Et son contact peut s’averrer douloureux voir traumatisant. Dans la catégorie joueur de flûte ou de pipeau, les pratiquants sont légions. Il y eût un pharaon Ptolémé XIII surnommé Aulète ce qui signifiait « joueur de flûte » du mot grec « aulos » . S il n’est pas connu du grand public, sa fille Cléopâtre VII l’est nettement plus! Ce surnom donne une idée de la « haute considération » dans laquelle était tenu ce représentant de la dinastie des Lagides par ses contemporains !
Néanmoins, à cette époque, les contes et autres désaccords se réglaient de manière plutôt brutales et plus d’un pharaon sont passés de vie à trépa lors de complots ourdis par des membres de sa propre famille !
Leur vie privée ne manquait pas non plus de sel, puisque certains représentants de la gente masculine épousaient leur propre sœur ou leur nièce ! Autres temps, autres mœurs. Bien sûr, cela été autorisé pour ces représentants vivants des dieux qui pratiquaient une forme de consanguinitée. Cela choquerait de nos jours.
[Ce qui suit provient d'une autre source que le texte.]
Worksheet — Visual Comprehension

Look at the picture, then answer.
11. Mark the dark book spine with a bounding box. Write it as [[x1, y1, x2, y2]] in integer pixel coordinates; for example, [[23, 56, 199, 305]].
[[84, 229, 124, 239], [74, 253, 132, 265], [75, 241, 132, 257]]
Nos édiles, quoi que n’ayant pas de pratiques aussi scabreuses, n’«oublient » pas parfois de s’illustrer de manière plus ou moins subtile dans les magazines «peoples ».
Quant au bulletin municipal, il est généralement agrémenté de photos et articles à la gloire du prétendant au « trone » !
Le besoin d’être reconnu pour leurs mérites par leurs électeurs potentiels reste un puissant aiguillon pour l'estime de soi des politiques. Et, comme dans toute activité humaine, si beaucoup de ces personnes sont honnêtes, réalistes et cohérentes, certaines d’entre elles sont plus portés vers la démagogie et les promesses inconsidérées. Pharaons et hommes politiques actuels, même combat ??